Keywords: comparison; mediation; adaptation.
INTRODUÇÃO
Em Educação Comparada segundo Ferreira (1998), realizar comparações para aprender com o outro exige metodologias e abordagens indo além de interesses políticos, econômicos ou meras especulações. De modo a garantir a comparação um propósito mais reflexivo e construtivo e reconstrutivo, é necessário haver intenção de aprendizado, pois a comparação segundo Habermas (2003) deve partir do desejo autêntico de compreender as práticas educacionais de outros contextos, buscando inspiração, soluções e boas práticas adaptadas a uma nova realidade, e não copiadas mecanicamente. É preciso desenvolver perspectiva contextualizada comparando os sistemas ou práticas educacionais de modo a considerar os contextos sociais, culturais, econômicos e históricos, evitando julgamentos precipitados, pois as políticas educacionais são moldadas por realidades específicas. É preciso segundo Habermas (2004) adotar uma abordagem dialógica, pois a comparação deve ser um diálogo intercultural no qual se valoriza a diversidade e se reconhece a não existência de uma única solução universal. E, segundo Zucchetti (2019) é preciso promover trocas entre pesquisadores, educadores e estudantes para construir entendimentos mais colaborativos de pesquisa comparativa, como a análise de dados quantitativos e qualitativos, estudos de caso, ou métodos históricos tendo objetivos claros e perguntas de pesquisa bem definidas levantando os pontos de convergência e divergência seguidos de um questionamento bem presente em Educação Comparativa: O que funcionaria em um contexto similar?

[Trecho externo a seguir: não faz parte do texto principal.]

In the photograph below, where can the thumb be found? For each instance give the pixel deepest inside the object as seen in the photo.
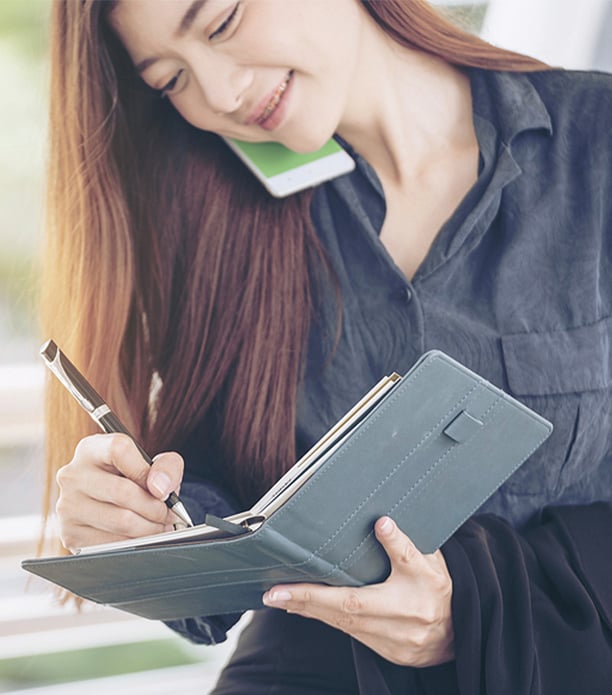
(165, 475)
(402, 552)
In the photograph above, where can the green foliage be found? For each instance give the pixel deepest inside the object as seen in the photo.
(44, 669)
(24, 23)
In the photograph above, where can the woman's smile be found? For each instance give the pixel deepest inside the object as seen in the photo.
(270, 112)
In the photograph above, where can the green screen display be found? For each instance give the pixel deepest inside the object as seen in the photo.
(273, 158)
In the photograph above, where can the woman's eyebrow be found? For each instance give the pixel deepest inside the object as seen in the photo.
(189, 17)
(183, 27)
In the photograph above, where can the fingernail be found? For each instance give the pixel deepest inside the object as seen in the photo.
(386, 526)
(162, 483)
(272, 597)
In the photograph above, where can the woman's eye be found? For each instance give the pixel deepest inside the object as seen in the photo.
(226, 23)
(169, 87)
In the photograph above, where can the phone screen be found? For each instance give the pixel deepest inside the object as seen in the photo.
(283, 171)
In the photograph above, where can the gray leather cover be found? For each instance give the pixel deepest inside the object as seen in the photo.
(428, 455)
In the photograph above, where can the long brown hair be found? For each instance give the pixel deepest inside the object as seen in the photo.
(166, 263)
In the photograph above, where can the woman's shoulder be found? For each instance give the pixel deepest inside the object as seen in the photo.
(576, 97)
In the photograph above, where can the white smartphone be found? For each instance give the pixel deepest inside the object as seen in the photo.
(284, 172)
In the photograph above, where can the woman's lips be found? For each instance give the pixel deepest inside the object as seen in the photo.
(267, 113)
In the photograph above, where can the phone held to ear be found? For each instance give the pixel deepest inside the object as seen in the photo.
(283, 172)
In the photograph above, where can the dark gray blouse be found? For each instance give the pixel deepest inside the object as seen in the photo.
(517, 285)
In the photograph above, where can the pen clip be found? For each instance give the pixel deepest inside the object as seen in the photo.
(56, 366)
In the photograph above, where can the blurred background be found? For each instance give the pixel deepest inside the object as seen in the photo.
(46, 648)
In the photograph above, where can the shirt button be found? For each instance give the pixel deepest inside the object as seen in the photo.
(405, 295)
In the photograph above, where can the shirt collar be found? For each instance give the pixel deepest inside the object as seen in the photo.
(508, 100)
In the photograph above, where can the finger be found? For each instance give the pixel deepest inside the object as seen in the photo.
(403, 554)
(114, 452)
(165, 475)
(344, 608)
(104, 523)
(127, 494)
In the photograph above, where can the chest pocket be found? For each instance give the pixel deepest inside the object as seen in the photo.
(566, 376)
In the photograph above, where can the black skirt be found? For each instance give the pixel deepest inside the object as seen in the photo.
(282, 654)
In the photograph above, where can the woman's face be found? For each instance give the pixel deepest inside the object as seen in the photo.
(255, 70)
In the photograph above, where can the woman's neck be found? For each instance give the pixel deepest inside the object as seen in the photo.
(406, 109)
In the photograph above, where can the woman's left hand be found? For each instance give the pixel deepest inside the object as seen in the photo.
(406, 619)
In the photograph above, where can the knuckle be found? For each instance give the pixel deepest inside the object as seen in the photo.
(119, 447)
(124, 522)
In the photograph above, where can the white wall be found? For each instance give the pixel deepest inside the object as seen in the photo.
(564, 33)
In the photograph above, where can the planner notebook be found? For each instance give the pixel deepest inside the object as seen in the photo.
(426, 449)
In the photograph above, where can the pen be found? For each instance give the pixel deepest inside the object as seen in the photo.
(91, 401)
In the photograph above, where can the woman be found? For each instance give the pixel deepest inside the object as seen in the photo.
(477, 221)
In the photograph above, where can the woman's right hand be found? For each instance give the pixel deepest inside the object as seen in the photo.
(108, 492)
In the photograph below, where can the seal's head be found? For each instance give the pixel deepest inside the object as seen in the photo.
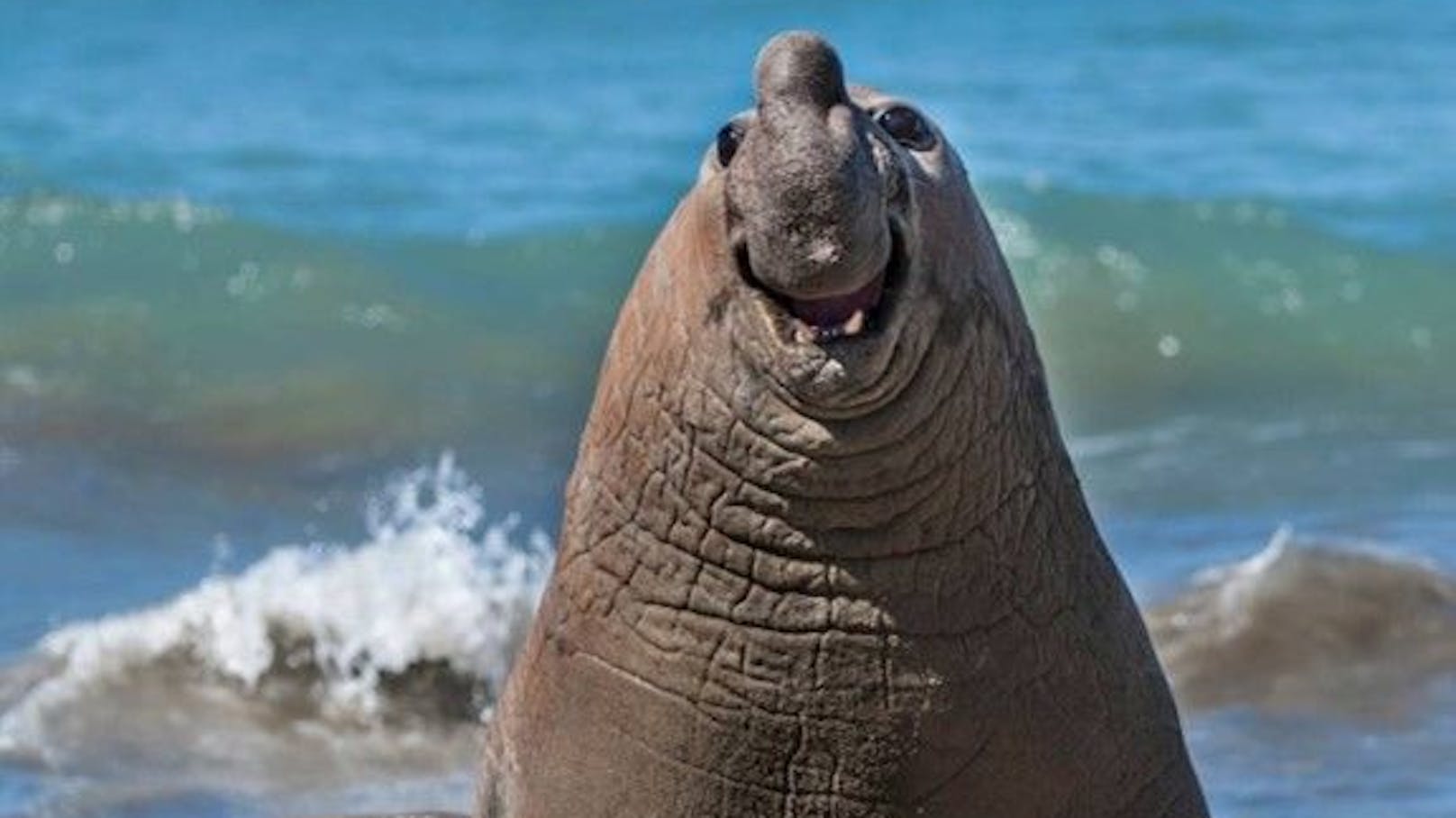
(845, 232)
(830, 248)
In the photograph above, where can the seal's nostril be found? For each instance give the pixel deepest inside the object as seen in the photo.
(799, 68)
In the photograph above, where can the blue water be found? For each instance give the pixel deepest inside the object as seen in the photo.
(258, 257)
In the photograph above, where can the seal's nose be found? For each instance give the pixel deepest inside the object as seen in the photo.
(805, 188)
(799, 68)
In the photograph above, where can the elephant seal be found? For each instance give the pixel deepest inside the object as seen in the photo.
(823, 549)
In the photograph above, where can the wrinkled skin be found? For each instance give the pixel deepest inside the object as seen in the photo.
(845, 577)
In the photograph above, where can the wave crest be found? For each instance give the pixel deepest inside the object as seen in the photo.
(1309, 626)
(378, 655)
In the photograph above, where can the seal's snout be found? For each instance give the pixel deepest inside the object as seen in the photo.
(807, 193)
(799, 68)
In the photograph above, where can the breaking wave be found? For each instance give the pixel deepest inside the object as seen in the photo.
(318, 662)
(1309, 626)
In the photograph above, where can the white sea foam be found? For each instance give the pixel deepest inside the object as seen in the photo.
(378, 655)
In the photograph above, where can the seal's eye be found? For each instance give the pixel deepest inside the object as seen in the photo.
(907, 127)
(728, 139)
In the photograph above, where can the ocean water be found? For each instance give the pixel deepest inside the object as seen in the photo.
(302, 303)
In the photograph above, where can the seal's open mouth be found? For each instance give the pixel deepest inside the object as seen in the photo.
(849, 314)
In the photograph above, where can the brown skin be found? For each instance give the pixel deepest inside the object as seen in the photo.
(846, 577)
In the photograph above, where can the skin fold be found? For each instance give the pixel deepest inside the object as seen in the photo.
(830, 577)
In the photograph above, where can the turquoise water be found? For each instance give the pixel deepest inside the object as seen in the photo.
(264, 264)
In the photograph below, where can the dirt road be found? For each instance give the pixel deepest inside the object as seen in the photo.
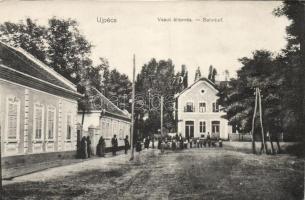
(189, 174)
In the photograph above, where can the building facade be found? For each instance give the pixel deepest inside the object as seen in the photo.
(106, 120)
(198, 112)
(38, 107)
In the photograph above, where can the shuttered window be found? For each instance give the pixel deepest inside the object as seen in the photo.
(69, 127)
(38, 121)
(51, 122)
(13, 118)
(202, 127)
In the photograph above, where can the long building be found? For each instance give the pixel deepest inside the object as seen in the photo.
(106, 120)
(38, 107)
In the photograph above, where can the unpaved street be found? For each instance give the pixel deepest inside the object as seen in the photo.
(189, 174)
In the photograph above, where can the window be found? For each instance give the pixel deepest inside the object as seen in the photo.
(38, 121)
(51, 122)
(215, 126)
(189, 107)
(215, 107)
(202, 127)
(69, 127)
(13, 116)
(202, 107)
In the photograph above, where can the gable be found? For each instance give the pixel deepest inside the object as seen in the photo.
(196, 88)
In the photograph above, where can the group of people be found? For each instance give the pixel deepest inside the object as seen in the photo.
(114, 143)
(85, 148)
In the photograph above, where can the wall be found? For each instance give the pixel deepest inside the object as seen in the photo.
(209, 97)
(28, 97)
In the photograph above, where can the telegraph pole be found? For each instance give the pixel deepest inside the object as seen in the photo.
(1, 189)
(253, 121)
(261, 122)
(132, 107)
(162, 144)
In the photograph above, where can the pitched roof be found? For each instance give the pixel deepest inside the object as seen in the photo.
(108, 108)
(21, 61)
(201, 79)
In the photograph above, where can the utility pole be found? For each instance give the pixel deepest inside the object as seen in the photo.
(253, 121)
(162, 145)
(258, 102)
(1, 189)
(132, 107)
(261, 121)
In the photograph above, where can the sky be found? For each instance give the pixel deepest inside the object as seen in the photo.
(242, 27)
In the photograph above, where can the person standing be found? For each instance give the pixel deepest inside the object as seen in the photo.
(126, 142)
(209, 139)
(114, 142)
(181, 141)
(100, 150)
(89, 146)
(84, 153)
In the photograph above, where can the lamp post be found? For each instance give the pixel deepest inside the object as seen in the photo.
(1, 189)
(132, 108)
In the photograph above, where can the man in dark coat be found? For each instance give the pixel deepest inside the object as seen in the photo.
(89, 147)
(100, 149)
(181, 141)
(209, 139)
(114, 142)
(83, 144)
(126, 141)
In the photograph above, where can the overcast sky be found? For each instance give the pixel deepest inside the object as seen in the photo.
(245, 27)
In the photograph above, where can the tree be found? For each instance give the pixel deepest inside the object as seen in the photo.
(156, 79)
(59, 45)
(238, 97)
(197, 74)
(293, 59)
(68, 50)
(27, 35)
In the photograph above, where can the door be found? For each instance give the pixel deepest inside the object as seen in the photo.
(215, 128)
(189, 129)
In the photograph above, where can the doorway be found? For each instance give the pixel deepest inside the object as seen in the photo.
(189, 129)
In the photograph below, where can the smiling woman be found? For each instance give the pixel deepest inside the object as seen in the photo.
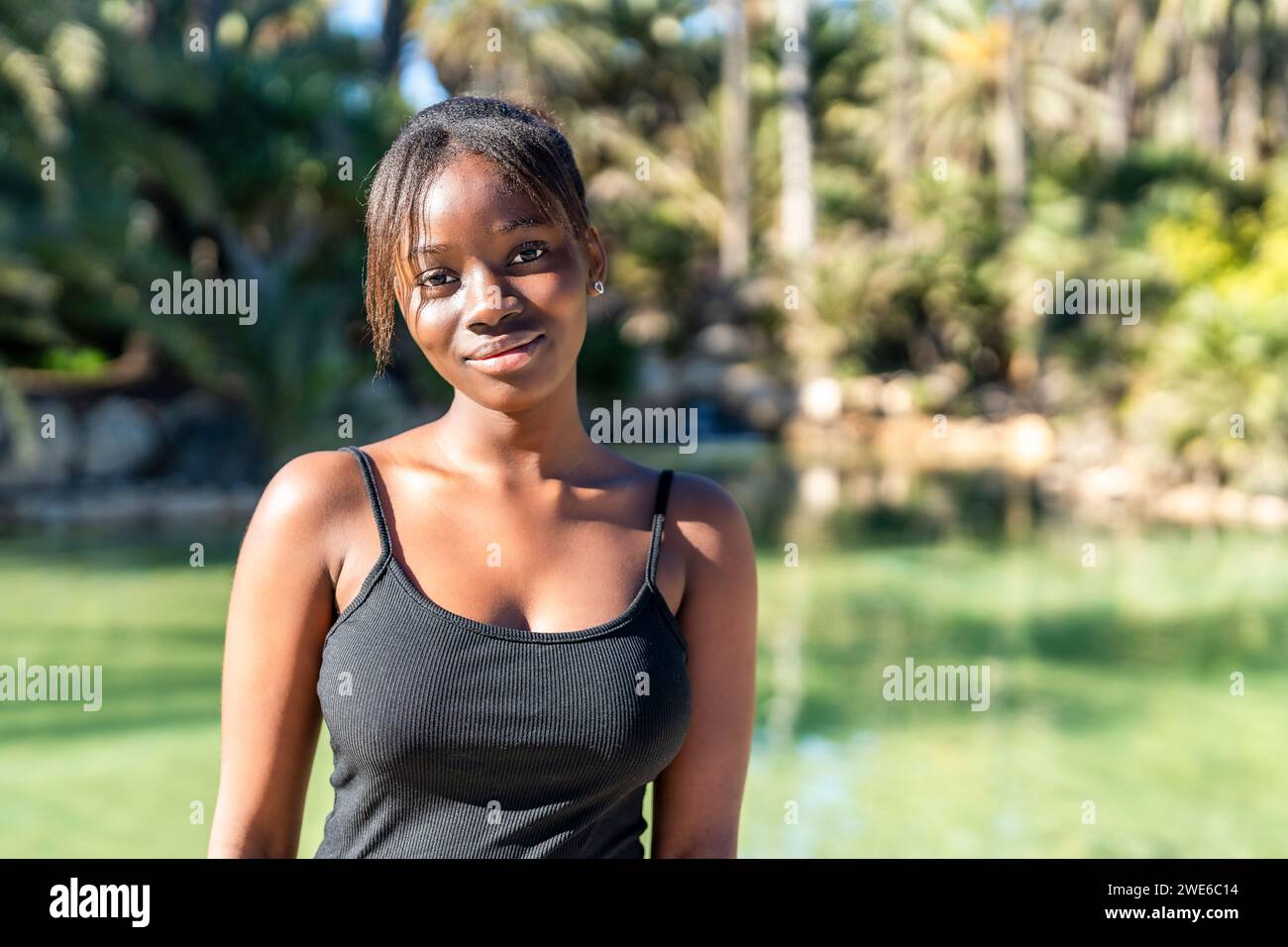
(591, 622)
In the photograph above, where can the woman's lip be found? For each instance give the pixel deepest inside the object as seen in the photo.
(507, 360)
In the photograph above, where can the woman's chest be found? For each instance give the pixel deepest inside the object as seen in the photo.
(458, 709)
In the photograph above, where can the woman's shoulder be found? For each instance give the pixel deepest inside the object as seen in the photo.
(699, 506)
(312, 487)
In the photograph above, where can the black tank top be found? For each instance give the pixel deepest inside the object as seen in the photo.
(459, 738)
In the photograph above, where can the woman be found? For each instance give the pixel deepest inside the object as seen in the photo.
(509, 629)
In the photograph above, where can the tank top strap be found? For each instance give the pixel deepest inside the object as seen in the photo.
(369, 476)
(664, 492)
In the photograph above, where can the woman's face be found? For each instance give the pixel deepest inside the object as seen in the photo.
(493, 294)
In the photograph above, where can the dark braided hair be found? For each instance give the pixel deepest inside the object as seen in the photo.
(523, 142)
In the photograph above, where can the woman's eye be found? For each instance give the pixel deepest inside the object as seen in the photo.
(436, 278)
(528, 253)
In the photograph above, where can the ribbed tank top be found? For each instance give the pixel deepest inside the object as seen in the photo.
(459, 738)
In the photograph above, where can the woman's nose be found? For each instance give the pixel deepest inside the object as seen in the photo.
(488, 299)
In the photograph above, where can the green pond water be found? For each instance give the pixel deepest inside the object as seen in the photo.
(1136, 706)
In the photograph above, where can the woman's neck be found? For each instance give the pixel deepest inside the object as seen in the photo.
(545, 441)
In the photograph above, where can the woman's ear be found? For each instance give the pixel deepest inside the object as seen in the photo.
(596, 258)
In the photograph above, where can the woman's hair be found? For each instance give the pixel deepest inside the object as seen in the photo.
(522, 141)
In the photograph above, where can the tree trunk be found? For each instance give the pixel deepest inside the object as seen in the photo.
(734, 159)
(1245, 111)
(1206, 95)
(901, 124)
(390, 38)
(797, 150)
(1120, 85)
(804, 339)
(1009, 129)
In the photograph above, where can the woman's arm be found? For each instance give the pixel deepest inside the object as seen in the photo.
(698, 797)
(281, 607)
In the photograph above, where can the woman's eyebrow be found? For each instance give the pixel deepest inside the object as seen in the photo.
(520, 222)
(515, 224)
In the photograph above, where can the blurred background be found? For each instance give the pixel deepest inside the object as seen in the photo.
(827, 224)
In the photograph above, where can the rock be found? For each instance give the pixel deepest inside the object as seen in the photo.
(121, 438)
(210, 441)
(30, 459)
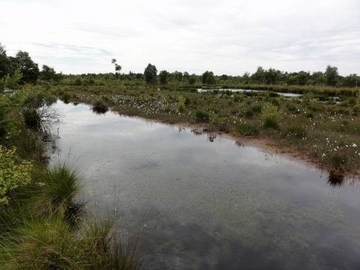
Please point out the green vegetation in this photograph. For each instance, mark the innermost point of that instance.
(42, 226)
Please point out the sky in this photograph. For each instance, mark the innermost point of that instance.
(224, 36)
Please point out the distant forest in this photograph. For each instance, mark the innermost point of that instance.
(21, 69)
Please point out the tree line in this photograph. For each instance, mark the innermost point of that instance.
(21, 69)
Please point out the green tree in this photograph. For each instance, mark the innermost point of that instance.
(4, 62)
(117, 67)
(192, 79)
(208, 78)
(163, 77)
(49, 74)
(259, 75)
(150, 74)
(331, 75)
(29, 69)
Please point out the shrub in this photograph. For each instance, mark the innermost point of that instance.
(13, 173)
(256, 108)
(247, 129)
(181, 105)
(201, 117)
(296, 131)
(270, 114)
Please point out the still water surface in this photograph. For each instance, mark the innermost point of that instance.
(209, 203)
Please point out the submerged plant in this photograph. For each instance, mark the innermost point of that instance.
(100, 107)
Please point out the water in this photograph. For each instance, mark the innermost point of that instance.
(209, 202)
(290, 95)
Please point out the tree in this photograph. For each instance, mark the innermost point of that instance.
(150, 74)
(192, 79)
(48, 74)
(4, 62)
(208, 78)
(259, 75)
(29, 69)
(117, 67)
(178, 76)
(331, 75)
(163, 76)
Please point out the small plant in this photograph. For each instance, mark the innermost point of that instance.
(296, 131)
(181, 106)
(256, 108)
(100, 107)
(13, 173)
(247, 129)
(59, 185)
(270, 114)
(201, 117)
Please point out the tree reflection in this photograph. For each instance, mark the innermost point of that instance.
(336, 179)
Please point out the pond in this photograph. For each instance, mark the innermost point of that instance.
(206, 201)
(289, 95)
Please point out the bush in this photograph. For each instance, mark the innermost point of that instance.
(201, 117)
(296, 131)
(247, 129)
(270, 114)
(13, 173)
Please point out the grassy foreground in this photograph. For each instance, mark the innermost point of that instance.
(41, 224)
(320, 126)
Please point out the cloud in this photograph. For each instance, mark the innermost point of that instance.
(224, 36)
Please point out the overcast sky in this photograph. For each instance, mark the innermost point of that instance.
(225, 36)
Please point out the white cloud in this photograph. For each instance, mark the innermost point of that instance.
(224, 36)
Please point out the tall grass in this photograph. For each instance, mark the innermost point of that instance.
(50, 244)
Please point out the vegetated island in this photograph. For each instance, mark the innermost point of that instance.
(38, 215)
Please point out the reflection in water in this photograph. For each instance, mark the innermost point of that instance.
(336, 179)
(239, 143)
(211, 137)
(210, 205)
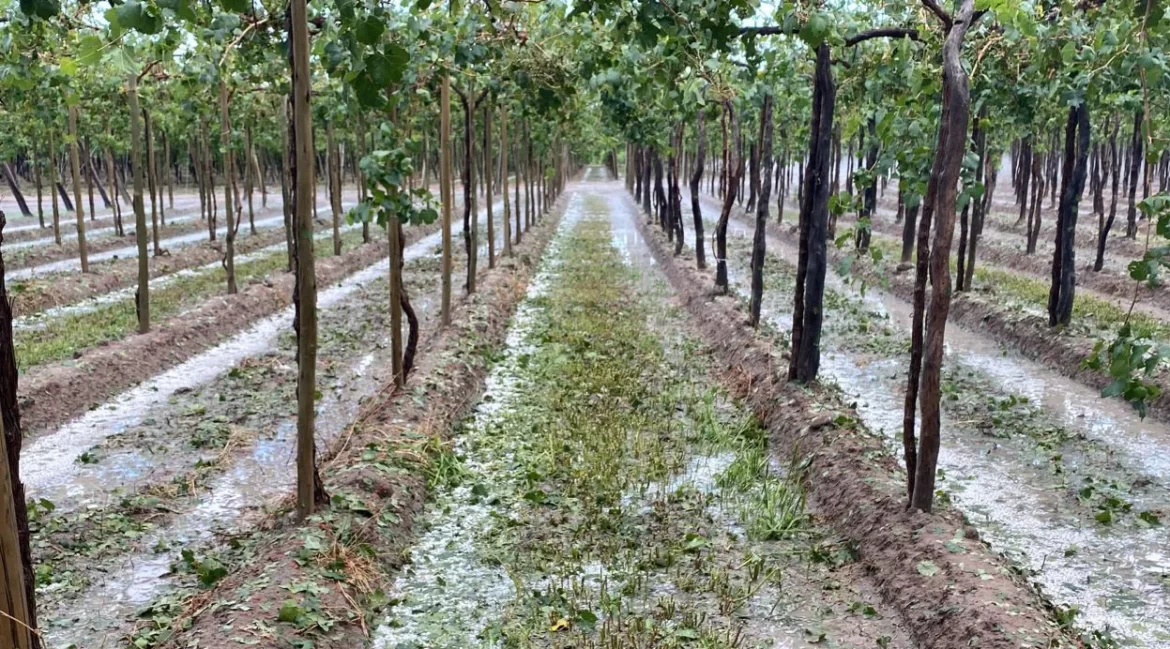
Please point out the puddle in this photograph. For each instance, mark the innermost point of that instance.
(460, 592)
(229, 498)
(1115, 575)
(441, 613)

A comparação é significativa ao buscar compreender em seu contexto cultural e socioeconômico a viabilidade de práticas (valorização do professor ou a autonomia escolar) refletindo sobre como estas podem ser adaptadas a outras realidades. Segundo Habermas (2004) em Educação Comparada é possível realizar trabalhos interpelando e renovando os discursos educacionais, mesmo em uma conjuntura dominada por estruturas informacionais e indicadores de desempenho. E embora esses indicadores ofereçam um quadro técnico e normativo para avaliar e comparar sistemas educacionais, a Educação Comparada possui o potencial de ir além, promovendo segundo Habermas (2004) trocas discursivas significativas entre diferentes atores educacionais em distintos espaços e contextos. Desta forma busca-se a superação do reducionismo quantitativo de indicadores de desempenho, como resultados de testes padronizados, pois estes, sim, são importantes, mas insuficientes para capturar a complexidade dos processos educacionais e a diversidade cultural. A Educação Comparada pode questionar o foco excessivo em dados quantitativos e reintroduzir dimensões qualitativas, como experiências vividas, valores, relações sociais e contextos históricos. Neste viés trazemos como base teórica a Hermenêutica-Reconstrutiva de Habermas como estratégia de troca discursiva entre entidades de comparação, no qual “o outro” não apenas auxilia na compreensão, mas contribui no tratamento argumentativo. Portanto, segundo Habermas (2012b) é necessária à abertura ao diálogo e à reflexão crítica proporcionada pela troca discursiva entre atores educacionais (professores, estudantes, gestores, pesquisadores) de diferentes contextos, possibilitando a construção de um conhecimento mais plural, valorizando narrativas locais e experiências diversas. Este diálogo permite a contestação de discursos hegemônicos e a busca por alternativas mais contextualizadas e socialmente justas.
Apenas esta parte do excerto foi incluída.